NTLM stops after the first hop (credentials consumed).
Kerberos with delegation allows all three hops.
Enabling Delegation
-- In Active Directory Users and Computers:
1. Right-click SSRS service account
2. Properties → Delegation tab
3. Choose: "Trust this user for delegation to any service (Kerberos only)"
OR "Trust this user for delegation to specified services only"
(more secure: specify only SQL Server SPN)

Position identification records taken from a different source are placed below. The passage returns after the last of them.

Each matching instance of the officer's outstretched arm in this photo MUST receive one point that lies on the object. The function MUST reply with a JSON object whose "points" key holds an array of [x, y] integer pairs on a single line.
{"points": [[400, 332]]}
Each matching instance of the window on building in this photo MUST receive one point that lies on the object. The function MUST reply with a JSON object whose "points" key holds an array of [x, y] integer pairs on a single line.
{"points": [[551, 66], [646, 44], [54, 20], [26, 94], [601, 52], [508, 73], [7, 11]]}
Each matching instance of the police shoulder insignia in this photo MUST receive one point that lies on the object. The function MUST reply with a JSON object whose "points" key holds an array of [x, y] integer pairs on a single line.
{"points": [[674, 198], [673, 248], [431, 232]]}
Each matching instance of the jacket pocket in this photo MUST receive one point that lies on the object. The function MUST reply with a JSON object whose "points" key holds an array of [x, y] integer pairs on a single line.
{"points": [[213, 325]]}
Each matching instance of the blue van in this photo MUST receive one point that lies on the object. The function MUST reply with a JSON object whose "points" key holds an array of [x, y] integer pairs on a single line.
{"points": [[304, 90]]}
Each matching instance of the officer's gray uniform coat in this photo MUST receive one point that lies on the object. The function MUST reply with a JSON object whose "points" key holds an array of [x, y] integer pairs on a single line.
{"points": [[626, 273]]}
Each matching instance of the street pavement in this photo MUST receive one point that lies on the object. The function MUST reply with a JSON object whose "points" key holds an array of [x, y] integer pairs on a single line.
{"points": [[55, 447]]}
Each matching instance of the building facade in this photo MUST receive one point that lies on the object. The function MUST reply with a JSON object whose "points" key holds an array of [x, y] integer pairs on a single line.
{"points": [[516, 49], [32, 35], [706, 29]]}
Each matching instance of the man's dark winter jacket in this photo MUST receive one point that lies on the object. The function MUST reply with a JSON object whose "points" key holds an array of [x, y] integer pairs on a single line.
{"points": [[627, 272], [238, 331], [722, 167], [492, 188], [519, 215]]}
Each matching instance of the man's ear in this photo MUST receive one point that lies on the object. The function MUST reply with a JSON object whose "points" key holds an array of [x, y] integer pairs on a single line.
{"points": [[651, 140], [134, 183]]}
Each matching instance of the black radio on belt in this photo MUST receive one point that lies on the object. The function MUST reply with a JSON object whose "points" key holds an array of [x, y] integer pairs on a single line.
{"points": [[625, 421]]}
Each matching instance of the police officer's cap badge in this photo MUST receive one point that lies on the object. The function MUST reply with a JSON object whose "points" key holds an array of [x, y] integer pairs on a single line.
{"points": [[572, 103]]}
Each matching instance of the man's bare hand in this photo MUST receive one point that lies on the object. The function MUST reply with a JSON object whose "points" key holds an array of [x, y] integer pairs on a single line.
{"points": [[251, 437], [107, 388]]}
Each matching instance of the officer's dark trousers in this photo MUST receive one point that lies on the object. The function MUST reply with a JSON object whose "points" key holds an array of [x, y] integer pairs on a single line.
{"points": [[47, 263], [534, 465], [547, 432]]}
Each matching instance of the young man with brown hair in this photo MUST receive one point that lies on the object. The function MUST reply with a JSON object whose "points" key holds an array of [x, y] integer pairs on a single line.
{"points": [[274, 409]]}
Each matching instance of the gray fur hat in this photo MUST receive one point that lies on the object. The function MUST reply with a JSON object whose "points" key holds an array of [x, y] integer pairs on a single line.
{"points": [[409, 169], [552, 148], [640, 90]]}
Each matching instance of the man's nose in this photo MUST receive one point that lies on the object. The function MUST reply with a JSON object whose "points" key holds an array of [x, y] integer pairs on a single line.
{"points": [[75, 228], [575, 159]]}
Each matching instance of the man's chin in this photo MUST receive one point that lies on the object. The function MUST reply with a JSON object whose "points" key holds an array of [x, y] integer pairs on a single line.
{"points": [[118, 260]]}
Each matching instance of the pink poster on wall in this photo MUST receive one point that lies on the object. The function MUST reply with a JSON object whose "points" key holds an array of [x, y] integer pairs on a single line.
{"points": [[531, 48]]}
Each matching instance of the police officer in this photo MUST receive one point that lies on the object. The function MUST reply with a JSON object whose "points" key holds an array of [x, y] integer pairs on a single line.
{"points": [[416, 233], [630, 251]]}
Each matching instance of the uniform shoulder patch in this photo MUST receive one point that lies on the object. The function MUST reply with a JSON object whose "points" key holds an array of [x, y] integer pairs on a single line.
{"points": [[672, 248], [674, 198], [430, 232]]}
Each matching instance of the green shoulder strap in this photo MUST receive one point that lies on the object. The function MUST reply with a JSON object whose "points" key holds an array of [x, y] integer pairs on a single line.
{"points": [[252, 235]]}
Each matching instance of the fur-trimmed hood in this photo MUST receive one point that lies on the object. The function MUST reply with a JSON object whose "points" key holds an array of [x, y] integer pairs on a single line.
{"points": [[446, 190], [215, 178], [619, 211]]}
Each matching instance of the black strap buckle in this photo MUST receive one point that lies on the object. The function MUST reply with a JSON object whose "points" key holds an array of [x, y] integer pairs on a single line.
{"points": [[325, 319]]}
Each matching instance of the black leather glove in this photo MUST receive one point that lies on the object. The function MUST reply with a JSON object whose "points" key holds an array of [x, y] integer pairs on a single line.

Troubleshooting Kerberos Failures
Step 1: Verify SPNs Exist
-- Check what SPNs are registered for the SQL service account:
setspn -L DOMAIN\sqlagent
-- Should list multiple SPNs (MSSQLSvc/hostname, etc.)
-- If empty: SPNs not registered (main cause of Kerberos failures)
Step 2: Check SQL Server Error Log
-- Look for "SSPI context error" or "Kerberos" messages
-- These indicate Kerberos failure, fallback to NTLM
-- Error log location: SSMS → Management → SQL Server Logs
-- Or check: C:\Program Files\Microsoft SQL Server\MSSQL16.MSSQLSERVER\MSSQL\Log\ERRORLOG
Step 3: Test with Kerberos Debugging
-- Enable Kerberos logging on client:
reg add HKLM\System\CurrentControlSet\Control\Lsa /v LogLevel /t REG_DWORD /d 1
-- Attempt connection:
sqlcmd -S sqlserver1 -E
-- Check Event Viewer: Windows Logs → System
-- Look for Kerberos events (event ID 6, 27, 36, etc.)
-- Disable logging when done:
reg delete HKLM\System\CurrentControlSet\Control\Lsa /v LogLevel
Step 4: Use setspn to Check for Conflicts
-- Check entire domain for duplicate SPNs:
setspn -F -Q MSSQLSvc/*
-- Output shows all MSSQLSvc SPNs in domain
-- If same SPN appears twice, that's a problem
Best Practices
- ☐ Always run SQL Server under a domain service account (not LOCAL SYSTEM)
- ☐ Register SPNs immediately after configuring the service account
- ☐ Register SPNs for both NetBIOS and FQDN hostnames
- ☐ Register SPNs for both default and custom ports
- ☐ Audit SPN registration periodically (especially after account changes)
- ☐ Use automated tools (Get-sqmSPNReport) to validate SPN configuration
- ☐ Document which account owns which SPN (avoid confusion with multiple instances)
- ☐ Enable Kerberos delegation only when necessary, and use constrained delegation
- ☐ If Kerberos fails, investigate before accepting NTLM (it's a symptom, not a solution)
- ☐ Replicate SPN configuration across all replicas in AlwaysOn AGs
The Bottom Line
Kerberos and SPNs are not optional—they're the foundation of secure Windows Authentication. A missing SPN doesn't mean "use NTLM instead"; it means "authentication will fail or fall back to weaker security."
Register SPNs correctly from the start. Audit them periodically (especially after account changes, hostname changes, or port changes). Use tools like Get-sqmSPNReport to automate the verification. Done right, your users connect seamlessly and securely. Done wrong, you get mysterious "SSPI context error" messages at 2 AM.